Neste sentido entende também o Superior Tribunal de Justiça:
PROCESSUAL CIVIL. PENHORA ON-LINE. RENOVAÇÃO DO PEDIDO.
RAZOABILIDADE. INEXISTÊNCIA. AUSÊNCIA DA DEMONSTRAÇÃO DA MODIFICAÇÃO DA SITUAÇÃO ECONÔMICA DO EXECUTADO. INDEFERIMENTO. REEXAME DE FATOS E PROVAS. IMPOSSIBILIDADE. SÚMULA 7/STJ.
1. Trata-se de Agravo Interno interposto contra decisão monocrática que não conheceu do Recurso Especial.
2. O Superior Tribunal de Justiça possui entendimento pacífico de que a realização de nova consulta ao sistema do Bacenjud para busca de ativo financeiro, quando infrutífera pesquisa anterior, é possível, se razoável a reiteração da medida, como por exemplo, alteração na situação econômica do executado ou decurso do tempo suficiente.
3. Na hipótese, contudo, o acórdão recorrido consignou: "Extrai-se dos autos que o COREN/RN move ação de execução fiscal contra Johanara Cipriano do Nascimento, na qual o último pedido de consulta ao sistema BACENJUD foi realizado em 25/09/2017. Em razão do lapso temporal transcorrido, superior a um ano, o exequente, ora agravante, acredita que a situação financeira do devedor possa ter sido alterada, o que justifica o pedido de nova consulta. Conquanto a utilização da penhora via BACENJUD atenda com presteza à finalidade de satisfação do crédito do on-line exequente, por representar um meio célere e eficaz de penhora, propiciando que a constrição recaia sobre dinheiro - o primeiro na ordem de preferência dos bens a serem penhorados - entende-se que tal medida não pode ser realizada por diversas e sucessivas vezes. O entendimento deste Órgão Julgador é o de que só é possível requestar nova solicitação do sistema BACENJUD se o exequente lograr êxito em demonstrar ao menos indícios de modificação econômica do executado.

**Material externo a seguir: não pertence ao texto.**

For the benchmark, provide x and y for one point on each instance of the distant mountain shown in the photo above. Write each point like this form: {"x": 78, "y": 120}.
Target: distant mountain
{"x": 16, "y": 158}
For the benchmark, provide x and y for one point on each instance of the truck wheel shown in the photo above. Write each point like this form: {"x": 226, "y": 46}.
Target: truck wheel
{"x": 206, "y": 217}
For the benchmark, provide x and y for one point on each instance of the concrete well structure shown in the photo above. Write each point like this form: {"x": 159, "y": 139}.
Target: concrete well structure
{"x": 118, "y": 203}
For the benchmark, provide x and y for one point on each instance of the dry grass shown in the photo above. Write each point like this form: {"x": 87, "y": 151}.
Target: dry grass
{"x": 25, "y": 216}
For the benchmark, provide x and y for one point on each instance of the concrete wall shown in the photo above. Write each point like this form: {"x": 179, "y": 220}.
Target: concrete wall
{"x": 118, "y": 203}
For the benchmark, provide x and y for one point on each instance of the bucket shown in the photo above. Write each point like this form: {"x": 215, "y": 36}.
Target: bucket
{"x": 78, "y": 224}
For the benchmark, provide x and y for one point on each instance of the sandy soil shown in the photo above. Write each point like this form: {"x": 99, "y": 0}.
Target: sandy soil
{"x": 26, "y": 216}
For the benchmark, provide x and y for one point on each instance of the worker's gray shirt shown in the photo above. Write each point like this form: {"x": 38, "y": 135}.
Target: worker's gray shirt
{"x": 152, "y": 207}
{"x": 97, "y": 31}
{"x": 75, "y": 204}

O mero decurso do tempo não é suficiente para justificar nova tentativa de penhora on-line. A ausência da demonstração da modificação da situação econômica do executado faz presumir que a nova tentativa de constrição não terá sucesso. Ademais, não pode ser determinada consulta sobre eventual saldo hipotético em contas do ad eternum devedor. Precedente: (...) Assim, diante da inexistência de fato novo que indique a modificação da situação econômica do executado, não há como deferir o pedido de nova tentativa penhora via BACENJUD on-line" (fls. 49-50, e-STJ).
4. O Tribunal a quo, com base nos elementos de convicção dos autos, entendeu que a renovação da medida não traria utilidade prática, porquanto não ficou comprovada a mudança na situação patrimonial da parte executada.
5. Rever o entendimento consignado pelo acórdão recorrido requer revolvimento do conjunto fático-probatório, inadmissível na via especial, ante o óbice da Súmula 7/STJ: "A pretensão de simples reexame de prova não enseja Recurso Especial." 6. Agravo Interno não provido.
(AgInt no REsp 1909060/RN, Rel. Ministro HERMAN BENJAMIN, SEGUNDA TURMA, julgado em 22/03/2021, DJe 05/04/2021)
Assim, incabível a realização da diligência e prosseguimento da demanda, pois ultrapassa a razoabilidade a sua reiteração frente à falta de comprovação da alteração da situação econômica do executado, uma vez que o mero decurso do tempo não faz pressupor, por si só, que a situação econômica do devedor tenha se alterado.
Retornem os autos à suspensão, visto que ainda não ultrapassado o prazo de um ano, assim como determinado na decisão retro.